Sony Science Show in Dubai
Who said science was boring? We speak to Sochi Nishimura
Whether it’s uninspiring lessons, uncertainty about job choices or even those geeky stereotypes about science boffins, it’s been well-documented over the last couple of years that fewer kids than ever are choosing to follow science past the age when it stops becoming a compulsory school subject.
Step forward Sochi Nishimura, the Japanese scientist who is looking to reignite the spark in science for kids. For the last 16 years, he’s pioneered the hilariously wacky Sony Science Show: aimed at Year 1 students, it’s a riotous extravaganza of madcap experiments, slapstick humour and enthusiastic audience participation, with the charismatic Nishimura and his equally eccentric sidekicks centre stage.
When the show arrived for its annual fixture in Dubai last month, playing to schools and the general public, we saw giant smoke rings spin across the Knowledge Village Auditorium, balloon rockets fly through the air, and every kid in the room get a (mild!) shock to demonstrate the wonders of static electricity. The aim? To banish those mental blocks that can make learning science a challenge, and to inspire a life-long love of the subject in his audience members. And judging by the rapturous cheers, excited faces and mad scramble to be picked as a volunteer, Sochi Nishimura’s mission seems to be succeeding. Time Out Kids caught up with him after the show to find out more.
Why do we need someone like you to put the excitement back into science?
You could say science is exactly like sport. If you read a book about swimming but don’t swim, you’re never going to realise how much fun it can be. You have to go out and give it a go first-hand. For science, too, you have to try it for yourself. That’s why in our experiments we use very simple materials, so that the kids in the audience can try it for themselves when they get back home.
What age should kids start learning science?
Starting from Year 1 – this is a great age to get kids interested, when they have that love of learning anything new. Science for children doesn’t need to be over-complicated. It’s more a case of trying something out, and seeing what the result would be for themselves.

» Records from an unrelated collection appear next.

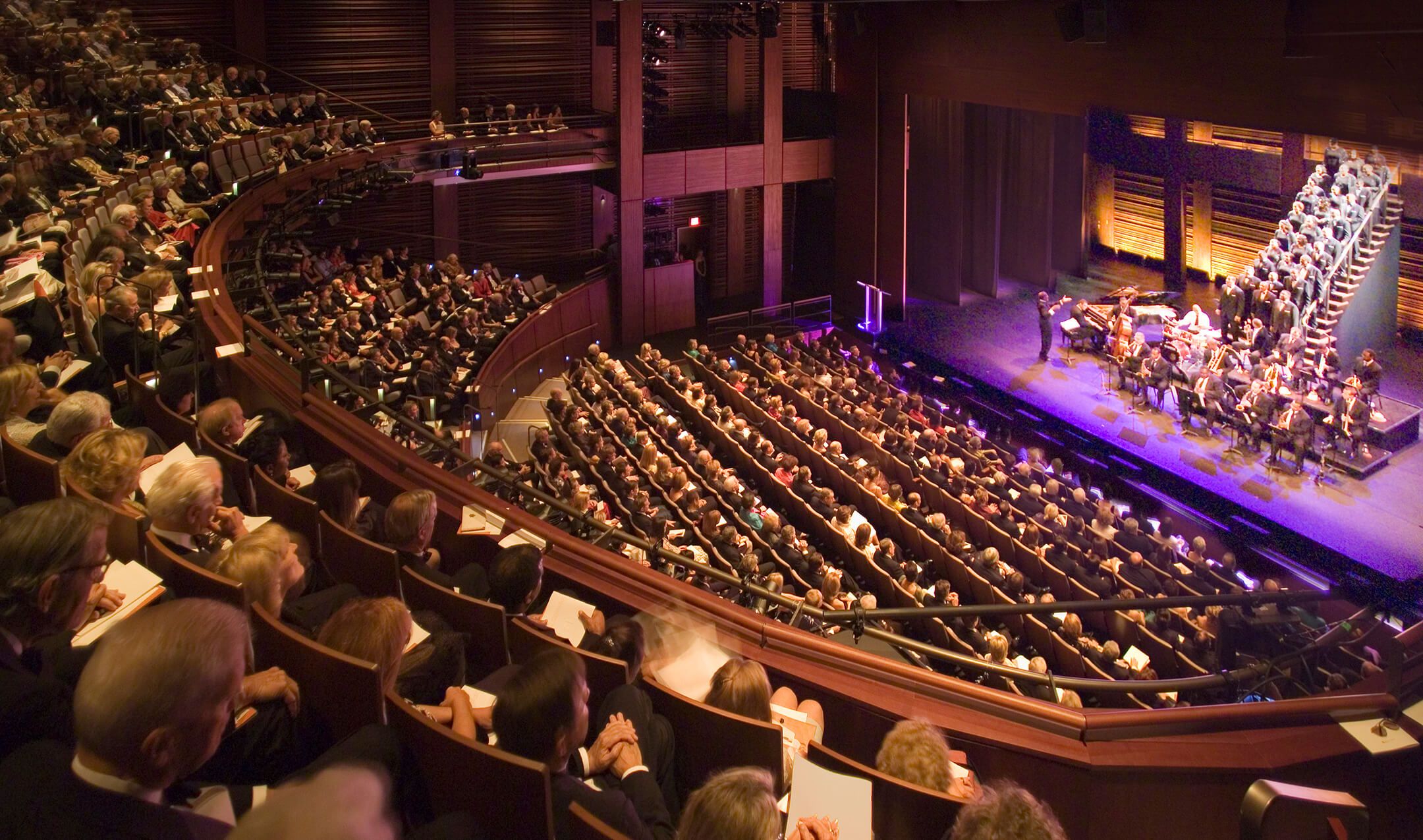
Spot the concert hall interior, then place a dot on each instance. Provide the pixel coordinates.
(712, 419)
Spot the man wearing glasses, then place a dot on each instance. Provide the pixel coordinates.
(51, 564)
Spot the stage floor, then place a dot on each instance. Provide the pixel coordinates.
(1376, 522)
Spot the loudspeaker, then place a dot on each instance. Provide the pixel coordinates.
(1085, 20)
(605, 33)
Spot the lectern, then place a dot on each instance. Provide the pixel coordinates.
(874, 322)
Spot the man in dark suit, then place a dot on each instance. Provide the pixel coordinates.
(51, 554)
(1231, 308)
(116, 785)
(1284, 315)
(1204, 398)
(185, 503)
(1370, 374)
(1136, 573)
(1132, 538)
(1294, 429)
(543, 715)
(1156, 374)
(125, 332)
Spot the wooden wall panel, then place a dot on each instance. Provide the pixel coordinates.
(403, 215)
(706, 170)
(671, 298)
(1410, 277)
(524, 51)
(665, 174)
(1241, 225)
(744, 165)
(207, 22)
(800, 160)
(375, 51)
(530, 225)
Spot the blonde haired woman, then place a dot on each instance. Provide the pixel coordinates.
(267, 566)
(742, 686)
(917, 752)
(377, 630)
(107, 464)
(437, 130)
(20, 393)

For grown-ups, finding an answer and understanding it is as easy as reading a book or looking something up online. But for kids, the best way to learn is
to experiment through practical, hands-on experience.
Does parents’ own experience of boring school science lessons mean that they’re not passing any enthusiasm onto their kids?
Many people think that science is very difficult. That’s why using my show I try to teach kids that it’s very simple if you just try. The kids come with their class teachers, and I hope that the teaching staff will see that the way they teach their students can be simplified and be made much more interesting too.
What’s your ultimate ambition with the show?
I want to sow the seeds for kids’ love of science and experiments. Because I’ve been doing the show for such a long time, these days I have kids that I taught at the very beginning, who are now all grown up and have majored in science at university. I’ve had a number of students come back to me many years later and tell me that the reason they followed a career in science is because they were initially inspired by the show. My ultimate dream is that in 40 years’ time, one of the kids from my audience will be awarded the Nobel prize for their scientific achievements.